Microdermabrasion is a general term for the application of tiny rough grains to buff away the surface layer of skin. It’s usually done to the face, chest, neck, arms or hands. Before we can understand how microdermabrasion does what it does, it’s important to understand how skin works. Your skin is made up of two main layers, the epidermis and the dermis. The epidermis is the layer closest to the outside world. It’s a set of dead skin cells on top of another layer of cells that are in the process of maturing. The topmost layer is called the stratum corneum. The stratum corneum mostly acts as a barrier between the outside world and the lower skin layers. It keeps all but the smallest molecules from getting through.

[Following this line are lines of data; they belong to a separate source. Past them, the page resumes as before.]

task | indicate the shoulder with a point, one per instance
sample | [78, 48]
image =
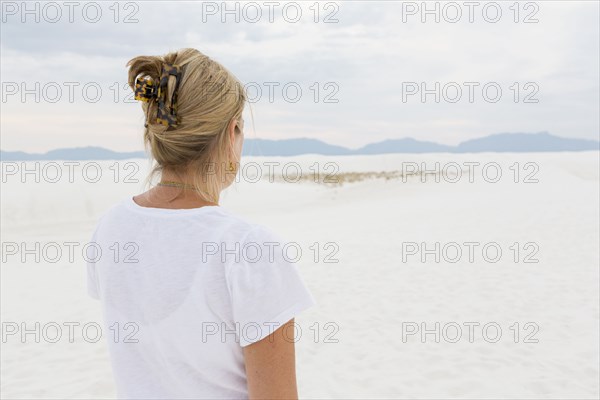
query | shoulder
[249, 230]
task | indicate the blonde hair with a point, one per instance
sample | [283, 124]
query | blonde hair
[209, 98]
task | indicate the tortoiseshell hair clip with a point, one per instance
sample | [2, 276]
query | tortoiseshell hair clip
[147, 90]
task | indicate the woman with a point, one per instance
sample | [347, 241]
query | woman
[198, 302]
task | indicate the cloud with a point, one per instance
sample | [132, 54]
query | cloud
[363, 61]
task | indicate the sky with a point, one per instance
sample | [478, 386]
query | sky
[348, 73]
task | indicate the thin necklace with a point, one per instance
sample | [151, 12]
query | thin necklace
[176, 184]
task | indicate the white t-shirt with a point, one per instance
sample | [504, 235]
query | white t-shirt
[182, 291]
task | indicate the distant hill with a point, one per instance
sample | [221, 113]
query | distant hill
[525, 142]
[502, 142]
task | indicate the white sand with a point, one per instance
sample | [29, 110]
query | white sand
[371, 292]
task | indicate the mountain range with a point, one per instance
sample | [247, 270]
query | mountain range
[502, 142]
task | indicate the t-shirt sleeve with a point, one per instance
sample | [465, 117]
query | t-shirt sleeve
[265, 285]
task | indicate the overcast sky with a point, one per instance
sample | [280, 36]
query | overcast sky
[360, 73]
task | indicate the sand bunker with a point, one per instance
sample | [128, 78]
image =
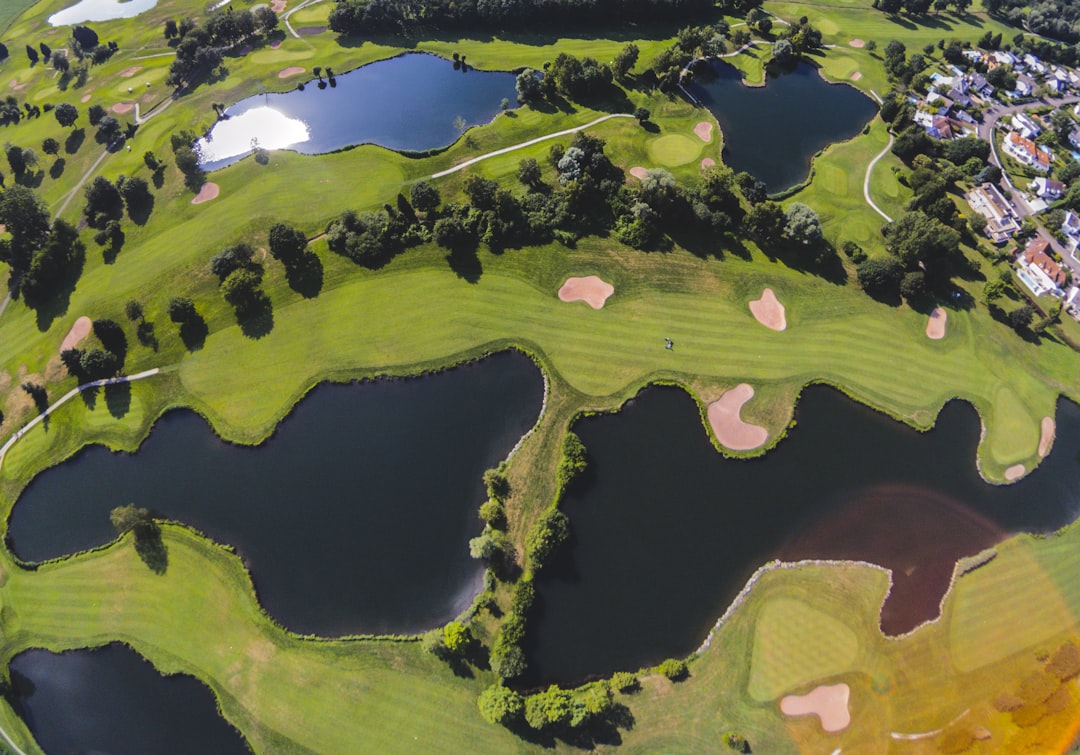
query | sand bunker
[1047, 439]
[935, 326]
[208, 191]
[769, 311]
[78, 332]
[829, 703]
[730, 430]
[591, 290]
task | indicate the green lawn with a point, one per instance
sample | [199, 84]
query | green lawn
[797, 627]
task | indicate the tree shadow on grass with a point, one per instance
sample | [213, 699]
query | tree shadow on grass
[118, 399]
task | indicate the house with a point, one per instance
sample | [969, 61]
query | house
[1043, 275]
[1026, 125]
[1001, 221]
[1026, 152]
[1048, 188]
[1070, 226]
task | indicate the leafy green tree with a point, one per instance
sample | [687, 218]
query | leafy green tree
[501, 705]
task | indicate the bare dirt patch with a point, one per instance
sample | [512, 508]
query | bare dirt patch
[769, 311]
[728, 427]
[210, 190]
[1047, 439]
[591, 290]
[935, 326]
[829, 703]
[79, 331]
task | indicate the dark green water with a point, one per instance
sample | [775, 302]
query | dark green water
[666, 531]
[354, 517]
[110, 700]
[773, 131]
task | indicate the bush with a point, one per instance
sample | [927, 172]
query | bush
[674, 669]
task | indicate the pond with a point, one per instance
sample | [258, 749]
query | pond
[111, 700]
[414, 102]
[99, 10]
[773, 131]
[353, 517]
[666, 531]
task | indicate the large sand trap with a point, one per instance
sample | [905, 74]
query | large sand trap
[769, 311]
[935, 326]
[78, 332]
[829, 703]
[590, 290]
[208, 191]
[730, 430]
[1047, 439]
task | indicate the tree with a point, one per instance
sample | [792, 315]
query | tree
[500, 704]
[286, 243]
[624, 61]
[801, 224]
[424, 197]
[181, 310]
[528, 172]
[66, 113]
[783, 51]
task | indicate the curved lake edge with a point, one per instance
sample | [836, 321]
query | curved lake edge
[467, 601]
[409, 153]
[219, 710]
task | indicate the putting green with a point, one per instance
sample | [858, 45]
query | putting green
[783, 659]
[673, 150]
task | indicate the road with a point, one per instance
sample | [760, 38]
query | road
[985, 130]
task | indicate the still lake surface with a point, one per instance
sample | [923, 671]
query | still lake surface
[666, 531]
[111, 700]
[412, 102]
[353, 517]
[773, 131]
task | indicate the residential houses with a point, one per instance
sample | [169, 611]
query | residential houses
[1027, 152]
[1001, 220]
[1039, 272]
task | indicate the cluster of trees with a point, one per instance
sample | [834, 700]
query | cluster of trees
[42, 254]
[199, 49]
[97, 363]
[393, 16]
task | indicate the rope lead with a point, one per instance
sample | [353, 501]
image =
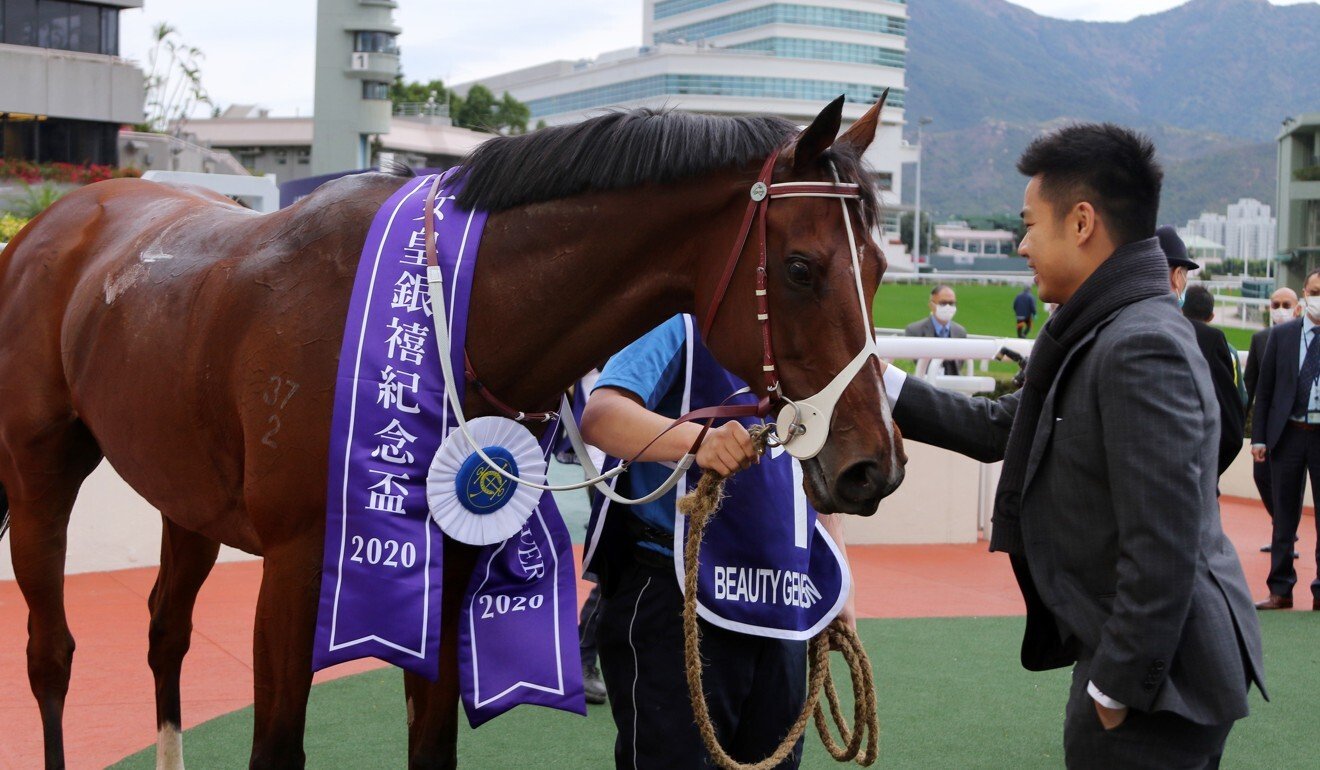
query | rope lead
[700, 506]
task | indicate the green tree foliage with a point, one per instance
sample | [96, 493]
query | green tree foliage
[482, 111]
[404, 93]
[173, 79]
[479, 111]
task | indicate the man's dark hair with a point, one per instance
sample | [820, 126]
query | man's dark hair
[1199, 304]
[1112, 168]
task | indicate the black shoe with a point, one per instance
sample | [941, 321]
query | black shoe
[593, 684]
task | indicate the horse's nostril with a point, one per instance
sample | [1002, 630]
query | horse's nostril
[861, 482]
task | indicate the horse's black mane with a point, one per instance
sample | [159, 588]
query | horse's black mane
[623, 149]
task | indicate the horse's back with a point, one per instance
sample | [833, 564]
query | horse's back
[194, 338]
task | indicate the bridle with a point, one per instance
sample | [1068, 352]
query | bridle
[807, 421]
[800, 427]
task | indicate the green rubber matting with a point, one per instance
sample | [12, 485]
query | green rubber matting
[952, 695]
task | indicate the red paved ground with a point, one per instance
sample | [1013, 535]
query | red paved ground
[110, 709]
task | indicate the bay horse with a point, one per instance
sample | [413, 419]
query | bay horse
[194, 345]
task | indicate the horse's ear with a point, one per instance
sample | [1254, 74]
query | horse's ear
[862, 134]
[817, 136]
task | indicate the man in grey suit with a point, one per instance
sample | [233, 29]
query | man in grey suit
[1106, 505]
[940, 322]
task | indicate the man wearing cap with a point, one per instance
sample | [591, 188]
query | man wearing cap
[1286, 431]
[1199, 308]
[1283, 308]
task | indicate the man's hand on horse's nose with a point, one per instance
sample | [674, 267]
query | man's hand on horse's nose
[727, 449]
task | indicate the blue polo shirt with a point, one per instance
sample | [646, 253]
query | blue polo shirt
[651, 369]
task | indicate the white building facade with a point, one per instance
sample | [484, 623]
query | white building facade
[1208, 226]
[742, 57]
[1249, 230]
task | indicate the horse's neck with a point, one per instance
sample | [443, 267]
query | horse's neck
[561, 285]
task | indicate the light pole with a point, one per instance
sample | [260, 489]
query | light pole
[916, 221]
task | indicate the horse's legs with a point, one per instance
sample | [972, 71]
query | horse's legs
[38, 523]
[433, 705]
[285, 626]
[186, 559]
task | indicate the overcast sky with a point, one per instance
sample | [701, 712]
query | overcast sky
[262, 50]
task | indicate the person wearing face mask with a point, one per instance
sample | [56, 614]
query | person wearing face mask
[1199, 308]
[940, 322]
[1179, 264]
[1283, 308]
[1286, 432]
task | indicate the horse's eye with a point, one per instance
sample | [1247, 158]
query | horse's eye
[799, 271]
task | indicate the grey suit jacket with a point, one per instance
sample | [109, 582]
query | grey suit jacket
[925, 328]
[1120, 521]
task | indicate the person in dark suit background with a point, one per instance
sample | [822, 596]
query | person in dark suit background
[1120, 552]
[1199, 308]
[940, 322]
[1283, 308]
[1024, 311]
[1286, 431]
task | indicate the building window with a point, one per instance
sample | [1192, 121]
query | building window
[735, 86]
[826, 50]
[667, 8]
[375, 42]
[784, 13]
[60, 24]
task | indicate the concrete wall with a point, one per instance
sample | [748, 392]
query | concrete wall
[343, 118]
[62, 83]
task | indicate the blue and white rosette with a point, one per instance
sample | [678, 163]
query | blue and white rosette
[467, 498]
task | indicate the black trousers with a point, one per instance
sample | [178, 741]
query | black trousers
[754, 686]
[1292, 458]
[1155, 741]
[1263, 484]
[589, 621]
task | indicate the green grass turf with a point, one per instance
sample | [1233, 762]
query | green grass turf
[952, 695]
[981, 311]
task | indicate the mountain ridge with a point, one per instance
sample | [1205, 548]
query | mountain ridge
[1209, 81]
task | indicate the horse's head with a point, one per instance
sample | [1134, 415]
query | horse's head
[817, 312]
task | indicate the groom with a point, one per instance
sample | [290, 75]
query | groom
[1106, 505]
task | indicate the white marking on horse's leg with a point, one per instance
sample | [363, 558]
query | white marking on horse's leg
[169, 748]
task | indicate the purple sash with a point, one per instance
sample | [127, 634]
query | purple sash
[380, 591]
[519, 639]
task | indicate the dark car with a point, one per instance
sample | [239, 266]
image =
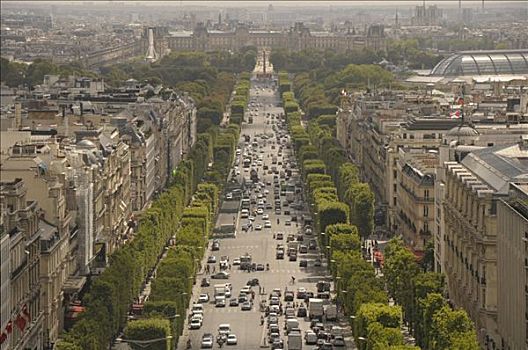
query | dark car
[289, 296]
[253, 282]
[301, 312]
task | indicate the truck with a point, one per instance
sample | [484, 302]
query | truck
[331, 312]
[220, 289]
[295, 341]
[315, 308]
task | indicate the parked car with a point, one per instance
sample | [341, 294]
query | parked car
[207, 341]
[222, 275]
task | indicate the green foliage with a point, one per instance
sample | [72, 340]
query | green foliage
[331, 213]
[149, 329]
[400, 270]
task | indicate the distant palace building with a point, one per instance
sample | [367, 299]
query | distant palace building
[297, 38]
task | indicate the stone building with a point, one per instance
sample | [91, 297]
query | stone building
[297, 38]
[21, 314]
[32, 163]
[473, 188]
[512, 263]
[415, 195]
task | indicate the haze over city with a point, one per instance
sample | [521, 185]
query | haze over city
[263, 175]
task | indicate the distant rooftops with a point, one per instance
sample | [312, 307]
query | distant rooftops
[493, 62]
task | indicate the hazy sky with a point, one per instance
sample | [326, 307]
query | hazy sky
[305, 3]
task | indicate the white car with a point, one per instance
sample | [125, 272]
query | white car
[231, 339]
[196, 323]
[203, 298]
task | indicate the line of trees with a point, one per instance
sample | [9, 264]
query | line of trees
[111, 294]
[360, 293]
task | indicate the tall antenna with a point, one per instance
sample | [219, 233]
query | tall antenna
[151, 55]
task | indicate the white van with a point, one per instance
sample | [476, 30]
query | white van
[224, 328]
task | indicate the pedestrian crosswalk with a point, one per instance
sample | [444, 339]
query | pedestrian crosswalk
[285, 271]
[228, 310]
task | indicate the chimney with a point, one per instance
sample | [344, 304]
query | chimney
[18, 116]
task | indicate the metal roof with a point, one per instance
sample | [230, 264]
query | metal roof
[493, 62]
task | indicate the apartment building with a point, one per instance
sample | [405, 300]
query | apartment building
[474, 186]
[512, 264]
[21, 314]
[415, 195]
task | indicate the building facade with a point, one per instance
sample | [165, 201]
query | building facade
[512, 264]
[473, 188]
[22, 317]
[298, 38]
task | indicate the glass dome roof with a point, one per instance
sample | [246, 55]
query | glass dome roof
[483, 63]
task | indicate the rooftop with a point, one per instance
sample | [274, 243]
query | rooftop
[493, 62]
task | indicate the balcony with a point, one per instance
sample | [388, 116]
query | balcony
[16, 272]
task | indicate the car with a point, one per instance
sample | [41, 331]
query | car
[338, 341]
[207, 341]
[246, 306]
[301, 291]
[302, 312]
[196, 323]
[326, 346]
[253, 282]
[231, 339]
[224, 329]
[222, 275]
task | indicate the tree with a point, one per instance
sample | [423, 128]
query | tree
[400, 271]
[147, 329]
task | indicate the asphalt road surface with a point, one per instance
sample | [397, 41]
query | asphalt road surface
[260, 244]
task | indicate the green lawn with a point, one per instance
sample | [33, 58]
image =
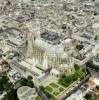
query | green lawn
[54, 85]
[49, 89]
[61, 89]
[56, 93]
[37, 98]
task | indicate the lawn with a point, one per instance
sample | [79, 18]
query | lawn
[37, 98]
[56, 93]
[54, 85]
[49, 89]
[61, 89]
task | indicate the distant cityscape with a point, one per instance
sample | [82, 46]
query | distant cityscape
[49, 49]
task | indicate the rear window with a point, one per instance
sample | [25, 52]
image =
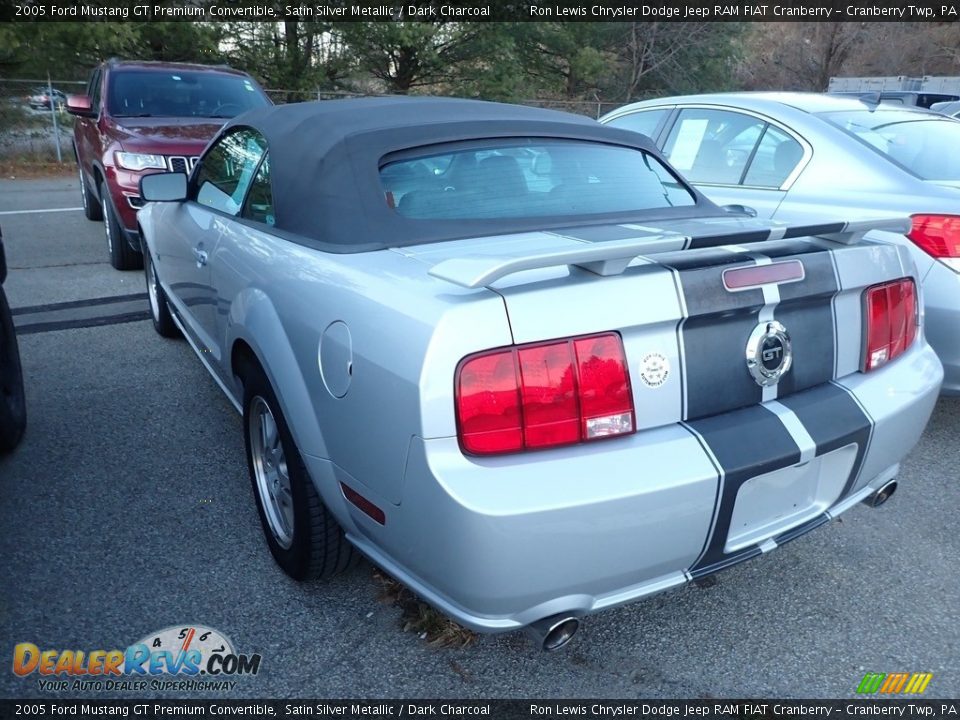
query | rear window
[927, 146]
[181, 94]
[530, 179]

Microdermabrasion works on all skin types and colors. It makes subtle changes, causing no skin color change or scarring. It is not effective for deeper problems such as scars, stretch marks, wrinkles, or deep acne scars.
With microdermabrasion, there is less down time than with dermabrasion. Skin is temporarily pink but fully recovers within 24 hours. It doesn’t require surgery or anesthetics. That may help people who cannot take “down time” for healing.
In microdermabrasion, tiny crystals or diamonds are sprayed onto the skin to gently remove the outer layer of your skin. It is basically an exfoliation and skin rejuvenation procedure that leaves skin looking softer and brighter.